La solución equivocada de Piketty
La propuesta de Piketty —un impuesto global sobre el patrimonio de hasta el 90%, junto con una redistribución masiva— no solo es impráctica. Es peligrosa. ¿Por qué? Porque se centra en el resultado (la desigualdad) sin abordar la causa (el favoritismo estatal). Peor aún, fortalece a las mismas instituciones que contribuyeron a crear el éxito artificial en primer lugar.
Gravar a los ricos no solucionará el favoritismo. Incluso podría profundizarlo al impulsar a más empresarios a buscar el favor del gobierno y protección contra las políticas confiscatorias. La mejor solución: eliminar los privilegios, no las ganancias.
Soluciones reales para una economía más justa
Para restaurar la legitimidad del capitalismo, debemos:
- Abolir los subsidios y el trato preferencial para empresas con conexiones políticas;
- Derogar las regulaciones que protegen a los operadores históricos e impiden el ingreso de nuevos actores al mercado;
- Promover la competencia abierta, no los monopolios patrocinados por el gobierno;
- Reformar los impuestos para recompensar la innovación y la toma de riesgos, no la búsqueda de rentas;
- Reducir la intervención estatal en los mercados financieros, laborales y de productos
No se trata de defender la desigualdad por sí misma. Se trata de garantizar que la desigualdad refleje el mérito y la elección del consumidor, no una manipulación artificial.
Por qué esto es importante
Una sociedad dominada por emprendedores artificiales está condenada al estancamiento; el talento se desperdicia; la innovación se ralentiza; la ciudadanía se desilusiona. Con el tiempo, las demandas de una redistribución radical se hacen cada vez más fuertes.

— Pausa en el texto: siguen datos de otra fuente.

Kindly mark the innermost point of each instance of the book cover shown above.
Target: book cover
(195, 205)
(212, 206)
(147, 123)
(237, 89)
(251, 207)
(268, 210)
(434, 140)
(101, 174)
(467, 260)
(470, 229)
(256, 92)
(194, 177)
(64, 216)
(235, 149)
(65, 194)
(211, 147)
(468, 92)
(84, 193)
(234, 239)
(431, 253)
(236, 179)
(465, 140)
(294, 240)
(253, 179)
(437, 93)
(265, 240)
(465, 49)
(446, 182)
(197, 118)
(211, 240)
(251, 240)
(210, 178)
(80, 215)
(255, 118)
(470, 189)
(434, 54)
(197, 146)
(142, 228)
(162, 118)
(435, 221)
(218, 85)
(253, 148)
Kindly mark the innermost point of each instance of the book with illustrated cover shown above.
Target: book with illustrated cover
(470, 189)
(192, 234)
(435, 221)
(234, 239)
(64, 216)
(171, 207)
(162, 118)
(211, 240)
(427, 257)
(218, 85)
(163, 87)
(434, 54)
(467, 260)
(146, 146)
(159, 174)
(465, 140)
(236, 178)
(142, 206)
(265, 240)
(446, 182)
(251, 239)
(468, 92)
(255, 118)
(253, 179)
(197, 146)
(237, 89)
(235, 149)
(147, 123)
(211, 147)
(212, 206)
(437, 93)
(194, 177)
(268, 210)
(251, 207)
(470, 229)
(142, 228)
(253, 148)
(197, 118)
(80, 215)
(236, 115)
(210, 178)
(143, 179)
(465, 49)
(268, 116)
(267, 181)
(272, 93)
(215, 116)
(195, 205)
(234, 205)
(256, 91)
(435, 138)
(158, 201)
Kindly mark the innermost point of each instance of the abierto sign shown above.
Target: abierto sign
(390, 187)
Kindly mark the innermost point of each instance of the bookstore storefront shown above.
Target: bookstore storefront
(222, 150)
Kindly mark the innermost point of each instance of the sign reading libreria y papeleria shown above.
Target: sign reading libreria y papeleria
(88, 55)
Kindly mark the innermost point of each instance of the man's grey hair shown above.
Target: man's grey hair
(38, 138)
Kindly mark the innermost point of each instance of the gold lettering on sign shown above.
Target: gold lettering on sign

El capitalismo solo puede sobrevivir —y prosperar— si la gente cree que es un sistema de oportunidades, no de favoritismo estatal. Esto implica trazar una línea clara entre el éxito ganado y el éxito planificado.
Thomas Piketty tiene razón en una cosa: toda sociedad debe justificar sus desigualdades. Pero la justificación debe ser la siguiente —la desigualdad es aceptable cuando resulta del intercambio voluntario, el emprendimiento y la satisfacción del consumidor. No es aceptable cuando resulta del privilegio político.
Conclusión
Si queremos defender el capitalismo, primero debemos hacer limpieza. Esto significa rechazar no solo la redistribución socialista, sino también a los ganadores creados por el Estado que corrompen el mercado y erosionan la confianza pública. Dejemos de defender el «capitalismo» en abstracto —y empecemos a defender lo real: un orden de mercado competitivo donde el éxito surge de la libertad, no de los favores.